A number of reviewers have noticed the same problem IABIED: an assumption that lessons learnt in AGI cannot be applied to ASI -- that there is a "discontinuity or "phase change" -- even under the assumption of gradualism. The only explanation so far is Eliezer's "Dragon story" ... but I find it makes the same assumptions, and Buck seems to find it unsatisfactory , too. Quotes below.
Buck Shirgellis: ""I’m not trying to talk about what will happen in the future, I’m trying to talk about what would happen if everything happened gradually, like in your dragon story!
You argued that we’d have huge problems even if things progress arbitrarily gradually, because there’s a crucial phase change between the problems that occur when the AIs can’t take over and the problems that occur when they can. To assess that, we need to talk about what would happen if things did progress gradually. So it’s relevant whether wacky phenomena would’ve been observed on weaker models if we’d looked harder; IIUC your thesis is that there are crucial phenomena that wouldn’t have been observed on weaker models.
In general, my interlocutors here seem to constantly vacillate between “X is true” and “Even if AI capabilities increased gradually, X would be true”. I have mostly been trying to talk about the latter in all the comments under the dragon metaphor."
Will McAskill: "Sudden, sharp, large leaps in intelligence now look unlikely. Things might go very fast: we might well go from AI that can automate AI R&D to true superintelligence in months or years (see Davidson and Houlden, “How quick and big would a software intelligence explosion be?"). But this is still much slowerthan, for example, the “days or seconds” that EY entertained in “Intelligence Explosion Microeconomics”. And I don’t see any good arguments for expecting highly discontinuous progress, rather than models getting progressively and iteratively better.

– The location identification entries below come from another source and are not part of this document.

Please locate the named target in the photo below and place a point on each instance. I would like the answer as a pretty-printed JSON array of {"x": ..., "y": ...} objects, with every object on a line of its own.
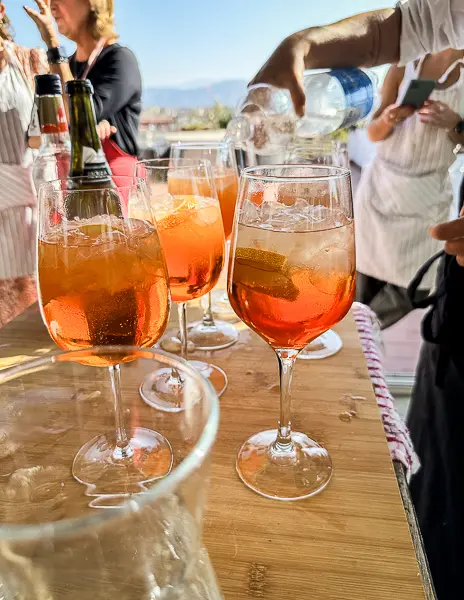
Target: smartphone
[{"x": 417, "y": 93}]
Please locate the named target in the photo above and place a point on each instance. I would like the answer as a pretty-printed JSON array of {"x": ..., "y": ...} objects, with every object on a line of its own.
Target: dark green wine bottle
[{"x": 89, "y": 167}]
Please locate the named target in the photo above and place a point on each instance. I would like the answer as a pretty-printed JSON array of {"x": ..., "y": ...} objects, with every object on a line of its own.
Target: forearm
[
  {"x": 367, "y": 39},
  {"x": 456, "y": 138}
]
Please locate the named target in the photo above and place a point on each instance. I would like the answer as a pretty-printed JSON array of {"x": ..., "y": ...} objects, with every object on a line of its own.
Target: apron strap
[{"x": 412, "y": 288}]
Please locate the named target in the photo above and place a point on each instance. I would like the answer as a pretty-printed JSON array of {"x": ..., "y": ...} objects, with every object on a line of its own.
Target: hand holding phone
[
  {"x": 417, "y": 93},
  {"x": 396, "y": 113}
]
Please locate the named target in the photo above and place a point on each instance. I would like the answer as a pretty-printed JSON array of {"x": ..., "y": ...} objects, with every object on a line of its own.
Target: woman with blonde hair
[
  {"x": 112, "y": 69},
  {"x": 18, "y": 66}
]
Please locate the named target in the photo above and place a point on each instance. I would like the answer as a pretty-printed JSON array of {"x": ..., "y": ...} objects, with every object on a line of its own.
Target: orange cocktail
[
  {"x": 103, "y": 284},
  {"x": 226, "y": 182},
  {"x": 291, "y": 287},
  {"x": 192, "y": 236}
]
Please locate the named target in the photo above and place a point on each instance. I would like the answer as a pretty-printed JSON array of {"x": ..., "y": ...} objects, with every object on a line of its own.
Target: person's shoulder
[{"x": 118, "y": 52}]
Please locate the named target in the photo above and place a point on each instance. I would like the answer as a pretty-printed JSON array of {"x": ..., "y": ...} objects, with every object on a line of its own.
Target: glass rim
[
  {"x": 337, "y": 173},
  {"x": 202, "y": 145},
  {"x": 161, "y": 487},
  {"x": 165, "y": 164},
  {"x": 134, "y": 180}
]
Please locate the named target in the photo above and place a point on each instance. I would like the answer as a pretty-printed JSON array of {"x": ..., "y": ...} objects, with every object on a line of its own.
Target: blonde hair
[
  {"x": 6, "y": 33},
  {"x": 101, "y": 20}
]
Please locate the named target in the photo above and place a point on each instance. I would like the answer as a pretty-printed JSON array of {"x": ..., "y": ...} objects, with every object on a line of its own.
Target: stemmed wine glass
[
  {"x": 291, "y": 277},
  {"x": 210, "y": 333},
  {"x": 186, "y": 208},
  {"x": 102, "y": 281},
  {"x": 320, "y": 151}
]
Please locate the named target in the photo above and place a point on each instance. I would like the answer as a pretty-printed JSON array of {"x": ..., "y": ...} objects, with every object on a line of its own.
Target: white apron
[
  {"x": 17, "y": 197},
  {"x": 403, "y": 192}
]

In Part I of IABIED, it feels like one moment we’re talking about current models, the next we’re talking about strong superintelligence. We skip over what I see as the crucial period, where we move from the human-ish range to strong superintelligence[1]. This is crucial because it’s both the period where we can harness potentially vast quantities of AI labour to help us with the alignment of the next generation of models, and because it’s the point at which we’ll get a much better insight into what the first superintelligent systems will be like. The right picture to have is not “can humans align strong superintelligence”, it’s “can humans align or control AGI-”, then “can {humans and AGI-} align or control AGI” then “can {humans and AGI- and AGI} align AGI+” and so on.
Elsewhere, EY argues that the discontinuity question doesn’t matter, because preventing AI takeover is still a ‘first try or die’ dynamic, so having a gradual ramp-up to superintelligence is of little or no value. I think that’s misguided. Paul Christiano puts it well: “Eliezer often equivocates between “you have to get alignment right on the first ‘critical’ try” and “you can’t learn anything about alignment from experimentation and failures before the critical try.” This distinction is very important, and I agree with the former but disagree with the latter.”

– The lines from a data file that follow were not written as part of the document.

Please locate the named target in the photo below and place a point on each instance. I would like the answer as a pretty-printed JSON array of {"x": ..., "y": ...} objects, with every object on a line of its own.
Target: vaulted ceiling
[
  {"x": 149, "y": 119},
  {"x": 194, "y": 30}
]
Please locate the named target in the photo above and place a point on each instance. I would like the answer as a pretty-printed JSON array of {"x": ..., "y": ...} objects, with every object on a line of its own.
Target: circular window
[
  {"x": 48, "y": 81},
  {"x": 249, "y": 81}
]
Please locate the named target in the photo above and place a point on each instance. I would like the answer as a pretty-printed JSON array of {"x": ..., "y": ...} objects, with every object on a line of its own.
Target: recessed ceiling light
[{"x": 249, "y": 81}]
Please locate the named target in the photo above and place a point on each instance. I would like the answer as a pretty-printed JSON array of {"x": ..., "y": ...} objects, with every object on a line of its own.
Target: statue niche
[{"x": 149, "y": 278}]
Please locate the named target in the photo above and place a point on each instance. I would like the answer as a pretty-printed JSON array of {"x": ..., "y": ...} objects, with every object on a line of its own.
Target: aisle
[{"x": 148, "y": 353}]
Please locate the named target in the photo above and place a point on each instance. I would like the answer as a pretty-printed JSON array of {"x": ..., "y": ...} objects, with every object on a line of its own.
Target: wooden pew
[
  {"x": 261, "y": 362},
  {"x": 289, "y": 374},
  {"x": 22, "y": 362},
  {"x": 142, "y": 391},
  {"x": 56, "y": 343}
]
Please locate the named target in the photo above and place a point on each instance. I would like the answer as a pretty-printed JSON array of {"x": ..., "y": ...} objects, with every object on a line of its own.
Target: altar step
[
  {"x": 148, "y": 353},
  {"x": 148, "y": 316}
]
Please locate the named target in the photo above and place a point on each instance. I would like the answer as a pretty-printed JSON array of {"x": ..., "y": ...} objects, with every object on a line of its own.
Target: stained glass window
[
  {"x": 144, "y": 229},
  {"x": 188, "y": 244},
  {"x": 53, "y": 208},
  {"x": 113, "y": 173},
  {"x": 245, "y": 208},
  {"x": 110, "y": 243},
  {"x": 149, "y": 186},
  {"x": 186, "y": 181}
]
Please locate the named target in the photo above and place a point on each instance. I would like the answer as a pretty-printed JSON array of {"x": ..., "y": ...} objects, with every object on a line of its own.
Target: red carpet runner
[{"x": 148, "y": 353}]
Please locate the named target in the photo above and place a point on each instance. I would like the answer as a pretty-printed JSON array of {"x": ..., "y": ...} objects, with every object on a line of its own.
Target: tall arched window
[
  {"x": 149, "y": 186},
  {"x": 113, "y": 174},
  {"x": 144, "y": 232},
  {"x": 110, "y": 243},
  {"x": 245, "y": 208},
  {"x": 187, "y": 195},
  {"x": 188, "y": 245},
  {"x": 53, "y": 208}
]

Scott Alexander: "But I think they really do imagine something where a single AI “wakes up” and goes from zero to scary too fast for anyone to notice. I don’t really understand why they think this, I’ve argued with them about it before, and the best I can do as a reviewer is to point to their Sharp Left Turn essay and the associated commentary and and see whether my readers understand it better than I do. "
Clara Collier: "Humanity only gets one shot at the real test." That is, we will have one opportunity to align our superintelligence. That's why we'll fail. It's almost impossible to succeed at a difficult technical challenge when we have no opportunity to learn from our mistakes. But this rests on another implicit claim: Currently existing AIs are so dissimilar to the thing on the other side of FOOM that any work we do now is irrelevant.

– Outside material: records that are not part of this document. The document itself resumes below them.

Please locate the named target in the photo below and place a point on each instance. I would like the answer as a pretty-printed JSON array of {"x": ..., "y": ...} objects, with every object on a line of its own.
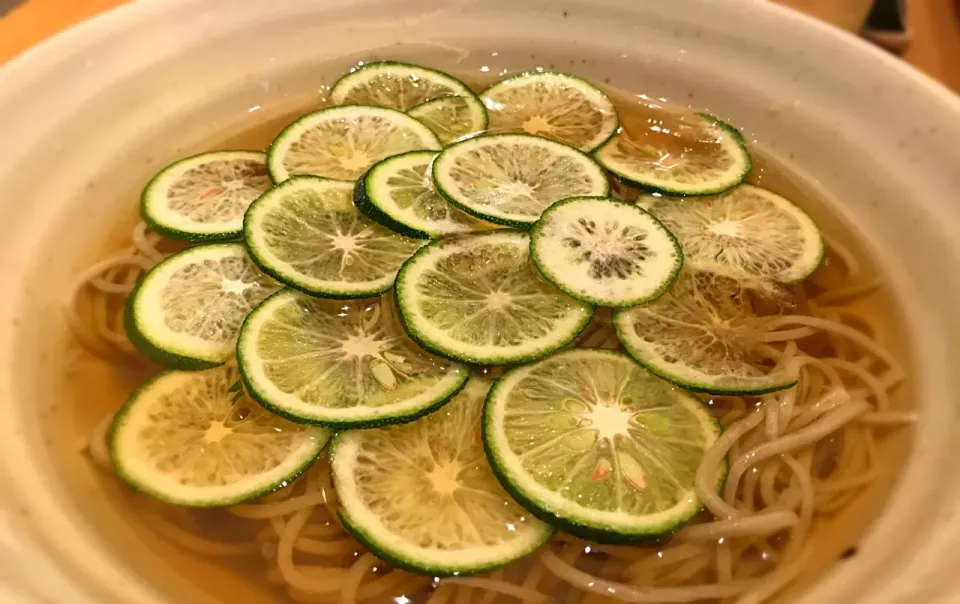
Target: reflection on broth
[
  {"x": 808, "y": 469},
  {"x": 663, "y": 134}
]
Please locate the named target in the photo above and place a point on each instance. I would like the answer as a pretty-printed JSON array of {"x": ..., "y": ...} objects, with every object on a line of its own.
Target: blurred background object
[{"x": 926, "y": 33}]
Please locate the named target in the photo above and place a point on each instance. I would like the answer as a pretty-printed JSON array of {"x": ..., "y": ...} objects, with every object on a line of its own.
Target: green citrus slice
[
  {"x": 340, "y": 364},
  {"x": 399, "y": 86},
  {"x": 307, "y": 233},
  {"x": 422, "y": 496},
  {"x": 594, "y": 444},
  {"x": 342, "y": 142},
  {"x": 700, "y": 335},
  {"x": 555, "y": 105},
  {"x": 189, "y": 438}
]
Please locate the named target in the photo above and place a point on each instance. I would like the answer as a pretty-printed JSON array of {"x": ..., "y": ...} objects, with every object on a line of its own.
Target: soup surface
[{"x": 808, "y": 495}]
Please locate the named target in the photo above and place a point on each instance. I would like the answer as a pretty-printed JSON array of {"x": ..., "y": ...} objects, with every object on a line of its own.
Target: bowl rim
[{"x": 79, "y": 37}]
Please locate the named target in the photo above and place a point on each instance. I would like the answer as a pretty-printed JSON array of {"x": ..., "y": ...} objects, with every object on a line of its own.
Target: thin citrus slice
[
  {"x": 187, "y": 438},
  {"x": 308, "y": 234},
  {"x": 452, "y": 117},
  {"x": 342, "y": 142},
  {"x": 511, "y": 179},
  {"x": 340, "y": 364},
  {"x": 746, "y": 232},
  {"x": 399, "y": 86},
  {"x": 399, "y": 193},
  {"x": 605, "y": 252},
  {"x": 594, "y": 444},
  {"x": 422, "y": 496},
  {"x": 702, "y": 335},
  {"x": 699, "y": 155},
  {"x": 205, "y": 196},
  {"x": 187, "y": 311},
  {"x": 555, "y": 105},
  {"x": 479, "y": 299}
]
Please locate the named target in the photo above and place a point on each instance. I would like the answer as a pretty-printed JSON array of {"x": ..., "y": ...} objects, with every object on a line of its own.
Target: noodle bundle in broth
[{"x": 794, "y": 458}]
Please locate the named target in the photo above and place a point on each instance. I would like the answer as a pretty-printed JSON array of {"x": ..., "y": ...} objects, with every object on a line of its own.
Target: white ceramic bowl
[{"x": 86, "y": 117}]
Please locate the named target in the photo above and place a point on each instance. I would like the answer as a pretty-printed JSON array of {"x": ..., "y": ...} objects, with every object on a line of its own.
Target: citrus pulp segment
[
  {"x": 452, "y": 117},
  {"x": 553, "y": 105},
  {"x": 185, "y": 438},
  {"x": 340, "y": 364},
  {"x": 205, "y": 196},
  {"x": 307, "y": 233},
  {"x": 702, "y": 335},
  {"x": 399, "y": 86},
  {"x": 702, "y": 156},
  {"x": 605, "y": 252},
  {"x": 398, "y": 193},
  {"x": 342, "y": 142},
  {"x": 478, "y": 298},
  {"x": 747, "y": 232},
  {"x": 187, "y": 311},
  {"x": 422, "y": 496},
  {"x": 596, "y": 445},
  {"x": 511, "y": 179}
]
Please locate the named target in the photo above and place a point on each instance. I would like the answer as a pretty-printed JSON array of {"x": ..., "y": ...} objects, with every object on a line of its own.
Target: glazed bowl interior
[{"x": 89, "y": 117}]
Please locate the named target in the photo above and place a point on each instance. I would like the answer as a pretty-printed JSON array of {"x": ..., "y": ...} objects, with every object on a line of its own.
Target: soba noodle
[{"x": 794, "y": 456}]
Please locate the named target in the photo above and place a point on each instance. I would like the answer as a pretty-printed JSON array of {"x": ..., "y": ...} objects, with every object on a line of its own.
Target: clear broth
[{"x": 99, "y": 388}]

Most people working on this problem today think that AIs will get smarter, but still retain enough fundamental continuity with existing systems that we can do useful work now, while taking on an acceptably low risk of disaster. That's why they bother. Yudkowsky and Soares dismiss these (relative) optimists by stating that "these are not what engineers sound like when they respect the problem, when they know exactly what they're doing. These are what the alchemists of old sounded like when they were proclaiming their grand philosophical principles about how to turn lead into gold."1 I would argue that the disagreement here has less to do with fundamental respect for the problem than specific empirical beliefs about how AI capabilities will progress and what it will take to control them. If one believes that AI progress will be slow and continuous, or even relatively fast and continuous, it follows that we’ll have more than one shot at the goal".